İçeriğe geçmek için "Enter"a basın

Ev mi alacaksınız, mortgage’a ne dersiniz?: 2008 Ekonomik Krizi

Geçen hafta basit bir likidite sorununun nasıl kısa bir süre içinde global bir ekonomik krize yol açtığını incelemiştik. 1929 Krizi her ne kadar tüm dünyayı kasıp kavursa da küreselleşmenin kısıtlı olduğu, görülen etkinin de emperyalizm ve koloniciliğe yakından bağlandığını söyleyebiliriz. Peki ekonomideki büyük aksama 2008’de nasıl ortaya çıktı?

Mortgage nedir?

Krizin başlangıcını anlayabilmek için öncelikle “mortgage” kavramını irdelemeliyiz. ABD finansı ev kredisi alan vatandaşların aldıkları mortgagekredisini direkt olarak bankalara ödemek yerine o anda bu “kağıdı” elinde tutan kişiye ödemesi şeklinde yapılanmıştı. Çünkü bankalar neredeyse her zaman olarak bu mortgageları farklı yatırımcılara satıyordu.

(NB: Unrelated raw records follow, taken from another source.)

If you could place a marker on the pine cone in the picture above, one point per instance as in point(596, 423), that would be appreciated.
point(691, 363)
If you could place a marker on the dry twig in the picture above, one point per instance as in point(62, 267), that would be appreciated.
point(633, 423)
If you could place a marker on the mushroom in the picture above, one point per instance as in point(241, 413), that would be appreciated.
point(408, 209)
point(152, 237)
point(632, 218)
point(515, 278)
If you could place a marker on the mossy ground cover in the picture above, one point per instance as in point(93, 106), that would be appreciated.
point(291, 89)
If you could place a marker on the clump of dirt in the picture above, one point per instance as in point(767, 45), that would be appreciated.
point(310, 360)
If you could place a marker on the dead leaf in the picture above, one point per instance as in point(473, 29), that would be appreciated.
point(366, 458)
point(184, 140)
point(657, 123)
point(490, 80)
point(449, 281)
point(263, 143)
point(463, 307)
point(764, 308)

İç ve dış yatırımcı geleneksel olarak kötü kredi puanı olan veya istikrarlı bir işe sahip olmayanlara mortgage vermeye yanaşmazken 2000’lerin başında ABD Merkez Bankası FED’in savaş dönemi ekonomiyi güçlü tutmak adına faizleri %1’e indirmesiyle hızlı yoldan kolay para kazanmak için paralarını ABD konut piyasasına yatırmaya başladı. Burada finansın küreselleşmesi sayesinde ülkeler arası para akışının kolaylaşmasının rolünü es geçmemeliyiz.

Neden mortgage bonosu alalım ki?

Finans endüstrisi yatırımcının işini kolaylaştırmak adına bireysel mortgageları satın alarak bunları bonolaştırıp büyük hacimler halinde satmaya başladı. Yatırımcı neden mi bu bonoları alıyordu? Çünkü ABD’de ev fiyatları süreklibir yükselişteydi. Yani borçlu biri kredisini ödeyemese bile ev tekrar satılabilirdi. Bu yatırımcıları daha fazla mortgage tahvili aramaya, bankaları da daha fazla kredi vermeye itti.

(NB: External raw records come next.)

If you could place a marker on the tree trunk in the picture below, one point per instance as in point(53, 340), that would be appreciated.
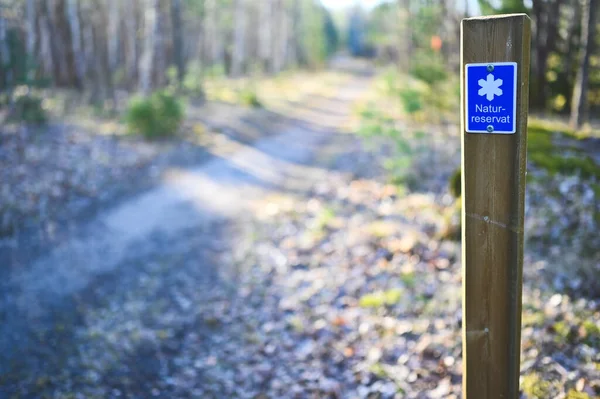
point(75, 28)
point(5, 55)
point(31, 37)
point(404, 36)
point(266, 33)
point(281, 37)
point(178, 54)
point(57, 44)
point(150, 30)
point(131, 59)
point(114, 24)
point(238, 56)
point(45, 50)
point(546, 22)
point(213, 38)
point(579, 103)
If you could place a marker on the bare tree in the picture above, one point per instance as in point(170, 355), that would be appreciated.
point(579, 103)
point(178, 39)
point(150, 32)
point(75, 28)
point(238, 55)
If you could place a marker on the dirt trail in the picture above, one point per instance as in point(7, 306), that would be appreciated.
point(48, 306)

Böylece kredi notu düşük, aslında borcunu ödeyemeyecek kimselere de mortgage sağlanmaya başlandı. Bu bonolar, yatırımcılar için inanılmaz cazip hale geldiler çünkü derecelendirme kuruluşları bile bu yeni taktiklere rağmen yatırımları güvenli olarak nitelendiriyordu. Eninde sonunda ev fiyatları hep artıyor değil mi? Değil! İnsanlar sürekli artan kredi yükünü ödeyememeye başladı. Talep düşerken el konulan evler tekrar markete girdi, yani arz yükseldi. Ev fiyatları dibi görmeye başladı.

Mahallesindeki diğer evlerin ederlerinin düşmesi karşısında kendi evininkinin de düştüğünü gören kimi borçlu ekonomik açıdan bu yükü karşılayabilecek olmasına rağmen krediyi ödemenin mantıksız olduğuna karar verir, böylece fiyatlar daha da düştü. Aynı anda regülasyon yetersizliğinden “kredi temerrüt takası” (CDS) yoluyla farklı bir tahvilleştirme işlemi yapan sigorta kurumları da ateş hattına girdi.

Kriz dünyaya nasıl yayıldı?

Özellikle 1990’lı yıllarda hız kazanan devlet denetiminin azalması ve finans piyasalarının küreselleşmesi bu krizi dünyaya yaymaya yetti. ABD’deki konut piyasasındaki bu problemler Avrupa ülkelerinde de mevcuttu. Euro ülkelerinde para politikasının merkezileşmesi ancak mali politikanın özerk bırakılması Avrupa Birliğinde, özellikle Yunanistan, İrlanda, İtalya gibi ülkelerde, daha da derinleşmesine sebep oldu.

Ekonominin daha da küçülmesini engellemek adına “Too big to fail” (Batmak için çok büyük) bankalar, sigorta şirketleri, finansal kurumlar vs. hem ABD’de hem de Avrupa Birliği ülkelerinde devlet desteğine tabi tutuldu, kurtarıldı. 2010’da Birleşik Devletler’de “Dodd-Frank” Yasası çıkarıldı. Bu, finans kurumlarında devlet etkisini artırarak bir nebze ekonomik kriz riskini azaltmayı hedefledi; ancak ekonomilerin hala tam anlamıyla toparlanamadığını söylemek mümkün.